Inlassable militante des droits humains elle laisse plus qu’un chemin à suivre
C’est une grande dame qui nous a quittés et c’est aussi une grande âme qui s’en est allée. C’était une amie chère. Avec sa voix douce, son timbre serein on pouvait la penser presque trop réservée mais sous cette apparente discrétion c’est une force d’acier qui se cachait. Sa mémoire implacable savait reconnaître les imposteurs, les falsificateurs. Elle savait lire les projets assassins dans des discours supposés progressistes. Elle était trempée de longue date, dans ces blessures qui marquent pour la vie: née à Paris en 1938 d’un père juif originaire de Bessarabie et d’une future résistante communiste, elle a 3 ans lorsque son père est arrêté, déporté à Auschwitz et assassiné par les nazis.

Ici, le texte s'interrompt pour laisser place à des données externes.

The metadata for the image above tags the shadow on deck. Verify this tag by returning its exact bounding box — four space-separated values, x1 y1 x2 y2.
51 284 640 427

Avec son mari et compagnon
Cette blessure restera à jamais ouverte, même si c’est à travers le sort fait aux Tibétains que Claude Levenson déplacera le deuil des siens. Son intérêt pour le Tibet disait sa volonté de ne pas voir la barbarie génocidaire recommencer. Comment apaiser cette souffrance première ? C’est dans la pensée du bouddhisme, à travers la sagesse apprise dans l’ensei gnement du dalaï-lama qu’elle va maîtriser cette force sereine. Cette érudite qui parlait douze langues avait tout d’un «Tintin reporter en jupe»: parcourant le monde, des hauts plateaux des Andes au delta du Mékong avec son compagnon de mari, Jean-Claude Buhrer, ancien journaliste au «Monde» et ancien correspondant du journal à Genève pour y suivre les activités de l’ONU, en particulier celles de sa défunte commission des droits de l’homme qui devait engendrer la sinistre farce de Durban I l’été 2001.
L’équilibre
Autant Jean-Claude est enclin à s’emporter devant le mensonge ou l’imposture, autant Claude affichait une tranquillité à toute épreuve: elle avait vécu pire, elle avait le souvenir du pire. Aussi quand je fus appelé à témoigner au début des années 80 contre un nazi suisse, le fameux banquier François Genoud, qui l’avait attaqué en justice, ainsi que Jacques Derogy de l’Express, je fus surpris par la force qui rayonnait de cette belle femme aux grandes mains. Avec eux, l’amitié fut instantanée, tant il y avait une sensibilité partagée contre les laideurs et les méchancetés du monde. Pourtant ils avaient bourlingué sur les cinq continents mais jamais ils ne posèrent sac à terre dans une attitude blasée ou contemplative. Ils voulaient continuer à témoigner et à dire la vérité des choses. Cela constituait leur combat pour que « ça » ne recommence pas : en Birmanie, pour raconter la résistance d’une femme admirable Aung San Suu Kyi ; ou bien ce héros de l’ONU, assassiné à Bagdad, Sergio Vieira de Mello. Mais ce qui va devenir le cœur de l’investissement de Claude Levenson sera la cause du Tibet et ceci bien au-delà du soutien à la lutte d’un peuple menacé d’ethnocide. C’est dans la spiritualité portée par ce peuple et son représentant que Claude trouvera son point d’équilibre.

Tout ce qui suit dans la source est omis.